JAYAPURA – Pengamat Kebijakan Publik sekaligus Ketua Komisi Yudisial (KY) Wilayah Papua Methodeus Kosay, menyampaikan partisipasi pemilih jadi tantangan besar bagi Komisi Pemilihan Umum (KPU) Papua pada Pemungutan Suara Ulang (PSU) Provinsi Papua.
Hal itu menurutnya disebabkan beberapa faktor seperti momen euforianya tentu berbeda dengan pelaksanaan pemilihan kepala daerah (Pilkada) serentak 2024 lalu dan kemudian ditambah lagi dengan kejenuhan masyarakat untuk mengikuti Pemilihan umum (Pemilu).
“Jika kita lihat pelaksanaan Pilkada yang berlangsung tahun 2024 dengan PSU yang rencananya dilaksanakan pada, 6 Agustus 2025 mendatang tentu berbeda karena Karena momen euforianya tidak lagi semeriah Pilkada serentak 2024 lalu,” kata Methodeus dalam keterangan tertulisnya, Rabu (21/5).
Lanjutnya menjelaskan pada PSU ini masyarakat cenderung memiliki kesibukan masing-masing seperti bekerja, kuliah/sekolah di luar daerah, pindah tugas kerja, pemilih yang sudah meninggal dunia, pindah domisili dan mungkin ada yang sudah alih status menjadi TNI/Polri.
Kondisi ini kata Methodius sangat berpengaruh besar terhadap angka partisipasi pemilih pada PSU yang berlangsung di Papua nantinya.
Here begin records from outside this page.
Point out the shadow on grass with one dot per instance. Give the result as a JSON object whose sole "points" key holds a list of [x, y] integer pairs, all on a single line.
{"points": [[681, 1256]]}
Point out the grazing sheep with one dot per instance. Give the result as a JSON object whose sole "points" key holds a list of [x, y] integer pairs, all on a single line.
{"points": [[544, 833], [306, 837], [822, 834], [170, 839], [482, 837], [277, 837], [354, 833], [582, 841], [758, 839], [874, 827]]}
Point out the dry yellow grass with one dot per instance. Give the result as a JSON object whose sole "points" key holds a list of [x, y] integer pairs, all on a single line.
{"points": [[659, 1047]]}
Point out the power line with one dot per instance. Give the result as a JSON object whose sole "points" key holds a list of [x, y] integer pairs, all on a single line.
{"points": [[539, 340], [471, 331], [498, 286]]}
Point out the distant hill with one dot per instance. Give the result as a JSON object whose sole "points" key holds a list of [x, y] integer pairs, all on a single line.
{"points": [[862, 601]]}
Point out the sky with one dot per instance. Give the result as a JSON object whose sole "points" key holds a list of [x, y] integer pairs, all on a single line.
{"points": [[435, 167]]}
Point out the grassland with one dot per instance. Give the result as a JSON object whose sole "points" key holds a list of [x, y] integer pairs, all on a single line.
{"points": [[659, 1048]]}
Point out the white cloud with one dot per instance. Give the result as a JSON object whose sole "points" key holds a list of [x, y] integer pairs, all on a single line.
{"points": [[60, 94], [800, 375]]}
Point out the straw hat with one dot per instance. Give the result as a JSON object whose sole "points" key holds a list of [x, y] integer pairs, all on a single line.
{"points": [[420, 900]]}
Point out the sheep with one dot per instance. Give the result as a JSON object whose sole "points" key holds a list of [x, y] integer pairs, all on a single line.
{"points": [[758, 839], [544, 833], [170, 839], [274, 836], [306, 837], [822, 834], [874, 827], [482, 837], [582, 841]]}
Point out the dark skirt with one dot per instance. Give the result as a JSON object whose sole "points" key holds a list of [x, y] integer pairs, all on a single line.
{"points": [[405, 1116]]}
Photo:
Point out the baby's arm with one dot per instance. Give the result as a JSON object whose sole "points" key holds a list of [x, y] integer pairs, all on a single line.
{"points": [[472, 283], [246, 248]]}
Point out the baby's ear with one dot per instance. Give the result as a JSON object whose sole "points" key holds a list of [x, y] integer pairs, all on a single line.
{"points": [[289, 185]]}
Tak hanya itu, pengamat kebijakan publik itu juga menyebut kurangnya partisipasi pemilih dalam PSU Papua disebabkan karena adanya larangan dari putusan Mahkamah Konstitusi (MK) terkait dengan penambahan DPT (Daftar Pemilih Tetap) pada saat PSU.
Sehingga pada saat PSU nanti yang bisa melakukan pencoblosan adalah pemilih yang masuk dalam Daftar Pemilih Tetap (DPT), Daftar Pemilih Khusus (DPK), dan Daftar Pemilih Tambahan (DPTb) pada Pilkada, 2024 lalu yang boleh menggunakan hak pilihnya.